Il mondo HR è cambiato e ha nuove sfide da affrontare. Così come Maria Pia Sgualdino, Head of Randstad Professionals ha ricordato che oggi “la Direzione HR oggi ha un rinnovato ruolo strategico per il business delle aziende. Il suo compito è di applicare nel modo giusto i principi della learning agility secondo le specificità della propria organizzazione, estraendo e riadattando modelli di comportamento, facendo sviluppare nelle persone e nei gruppi quella propensione all’apprendimento che consente di rispondere in maniera veloce e performante alle sfide del futuro”.

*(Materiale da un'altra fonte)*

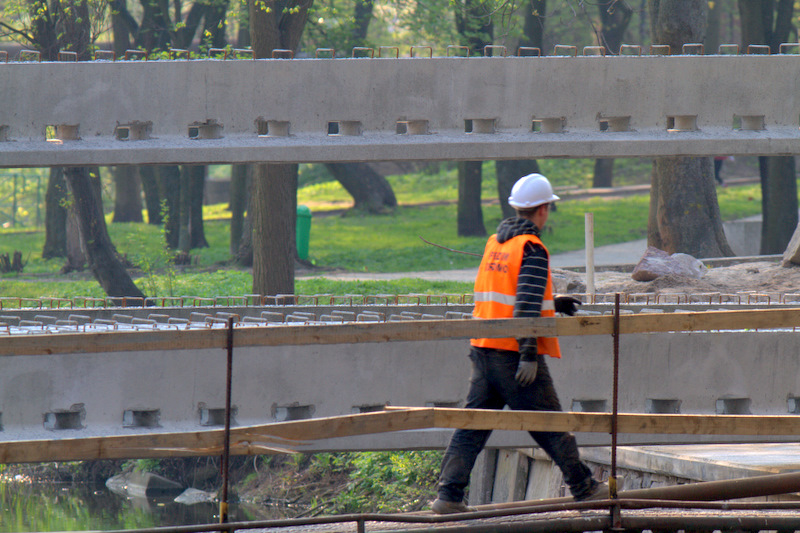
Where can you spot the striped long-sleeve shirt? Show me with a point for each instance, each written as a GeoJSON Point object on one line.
{"type": "Point", "coordinates": [532, 278]}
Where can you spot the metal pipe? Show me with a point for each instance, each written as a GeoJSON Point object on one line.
{"type": "Point", "coordinates": [589, 243]}
{"type": "Point", "coordinates": [751, 487]}
{"type": "Point", "coordinates": [615, 512]}
{"type": "Point", "coordinates": [428, 518]}
{"type": "Point", "coordinates": [612, 482]}
{"type": "Point", "coordinates": [226, 450]}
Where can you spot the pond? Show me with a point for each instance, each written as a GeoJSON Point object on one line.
{"type": "Point", "coordinates": [26, 506]}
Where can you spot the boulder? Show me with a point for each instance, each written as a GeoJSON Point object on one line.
{"type": "Point", "coordinates": [656, 263]}
{"type": "Point", "coordinates": [192, 496]}
{"type": "Point", "coordinates": [143, 485]}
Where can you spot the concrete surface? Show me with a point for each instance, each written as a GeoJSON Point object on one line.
{"type": "Point", "coordinates": [212, 111]}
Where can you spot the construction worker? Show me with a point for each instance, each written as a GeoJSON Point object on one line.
{"type": "Point", "coordinates": [514, 280]}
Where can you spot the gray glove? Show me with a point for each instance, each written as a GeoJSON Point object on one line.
{"type": "Point", "coordinates": [567, 305]}
{"type": "Point", "coordinates": [526, 372]}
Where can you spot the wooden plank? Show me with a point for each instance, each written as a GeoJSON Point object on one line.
{"type": "Point", "coordinates": [281, 437]}
{"type": "Point", "coordinates": [248, 440]}
{"type": "Point", "coordinates": [691, 321]}
{"type": "Point", "coordinates": [194, 339]}
{"type": "Point", "coordinates": [425, 330]}
{"type": "Point", "coordinates": [627, 422]}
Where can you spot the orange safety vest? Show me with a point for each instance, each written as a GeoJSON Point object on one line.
{"type": "Point", "coordinates": [496, 291]}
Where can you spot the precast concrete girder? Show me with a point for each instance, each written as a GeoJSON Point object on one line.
{"type": "Point", "coordinates": [329, 110]}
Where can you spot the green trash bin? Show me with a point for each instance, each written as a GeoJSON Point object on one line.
{"type": "Point", "coordinates": [303, 231]}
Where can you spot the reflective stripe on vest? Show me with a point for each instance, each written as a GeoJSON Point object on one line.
{"type": "Point", "coordinates": [496, 291]}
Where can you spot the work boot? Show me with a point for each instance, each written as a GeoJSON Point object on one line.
{"type": "Point", "coordinates": [441, 506]}
{"type": "Point", "coordinates": [596, 491]}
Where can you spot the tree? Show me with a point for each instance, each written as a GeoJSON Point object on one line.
{"type": "Point", "coordinates": [275, 24]}
{"type": "Point", "coordinates": [508, 172]}
{"type": "Point", "coordinates": [770, 23]}
{"type": "Point", "coordinates": [684, 213]}
{"type": "Point", "coordinates": [152, 198]}
{"type": "Point", "coordinates": [474, 24]}
{"type": "Point", "coordinates": [370, 191]}
{"type": "Point", "coordinates": [103, 259]}
{"type": "Point", "coordinates": [240, 178]}
{"type": "Point", "coordinates": [615, 17]}
{"type": "Point", "coordinates": [128, 194]}
{"type": "Point", "coordinates": [55, 215]}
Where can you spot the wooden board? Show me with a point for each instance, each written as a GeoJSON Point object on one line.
{"type": "Point", "coordinates": [249, 440]}
{"type": "Point", "coordinates": [425, 330]}
{"type": "Point", "coordinates": [282, 437]}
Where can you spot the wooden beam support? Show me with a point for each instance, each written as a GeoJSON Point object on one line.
{"type": "Point", "coordinates": [249, 440]}
{"type": "Point", "coordinates": [282, 437]}
{"type": "Point", "coordinates": [423, 330]}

La ricerca infatti fa emergere anche delle vere e proprie sfide per gli HR. Tra queste: incrementare performance e produttività, individuata dal 46% dei responsabili, seguita dallo sviluppo di leader di talento (42%) e dall’attrazione di talenti (42%), poi la creazione di un buon ambiente di lavoro (41%) e il trattenimento dei candidati migliori (40%).
Le principali competenze richieste alla leadership sono la capacità di motivare e ispirare gli altri, indicata dal 65% degli HR, poi la capacità di adattarsi alle nuove esigenze dell’attività (53%) e la capacità di programmare (44%). Caratteristiche che non tutte le aziende hanno. Stando sempre agli HR che hanno partecipato al sondaggio, la capacità di motivare e ispirare gli altri c’è solo nel 31% delle organizzazioni, mentre la capacità di adattarsi alle nuove esigenze è presente in un buon 63% e la capacità di programmare il futuro nel 40%.
In azienda l’importanza del ruolo HR può crescere soprattutto coinvolgendo maggiormente la funzione Risorse Umane nelle decisioni strategiche (la pensa così il 37% degli intervistati),allineando l’attitudine dei dipendenti alla cultura aziendale (30%) e sviluppando politiche di talent management (27%).